CAIRO AND DOHA, QATAR — Qatar, a glittering peninsula of skyscrapers and sand, reminds one of a well-dressed, ambitious little guy playing all the angles in a rough neighborhood. Its pushy rise to prominence is creating suspicion and hardening the Middle East split between moderate U.S. allies and more militant nations.
The Persian Gulf emirate is holding summits and orchestrating regional diplomacy, sometimes outflanking the traditional powers of Egypt and Saudi Arabia on the Palestinian-Israeli conflict and in calming Lebanese factions.
The oil-rich nation of 825,000 people, most of them foreign workers, juts into the sea like a swollen thumb.
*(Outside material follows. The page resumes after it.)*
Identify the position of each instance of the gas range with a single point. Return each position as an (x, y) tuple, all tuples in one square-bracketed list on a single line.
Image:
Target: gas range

White mosques and spiraling, fluted buildings stand beside legions of cranes in the capital, Doha, where sails of dhows snap along a palm-lined corniche past branch campuses of American universities.
It is this international style mixed with a new architectural panache that Qatar wants to imprint upon its brand of media savvy foreign policy.
Qatar's prestige emanates largely from the Al Jazeera channel based in Doha. The state-owned station broadcasts the most comprehensive coverage in the region but also plays to populist anti-Israeli and anti-U.S. views, giving Qatar legitimacy among Arabs even as it hosts one of the largest U.S. bases in the region.
These dual images are part of a careful sleight-of-hand by the country's emir, Sheik Hamad bin Khalifa al Thani.
"Qatar feels it has a duty to fulfill in the Arab world, especially after the retreat of the role played by certain Arab countries," said Muhammad Musfir, of Qatar University, referring to Egypt's failure to resolve regional problems.
To its critics, Doha, with one of the world's highest per capita incomes, speaks in too many tongues. It has close ties to Iran, Syria and the radical group Hamas in the Gaza Strip. But except for a break in relations during the Gaza war in January, Qatar was the only Gulf country with economic and diplomatic links to Israel.
Qatar could be a help or a hindrance to the U.S. as it seeks to improve relations with Iran and prepare for political shifts when aging allies President Hosni Mubarak of Egypt and King Abdullah of Saudi Arabia are no longer in power.
U.S. misgivings over Qatar were summed up by Sen. John F. Kerry (D-Mass.) after a recent trip to the region: "Qatar can't continue to be an American ally on Monday that sends money to Hamas on Tuesday."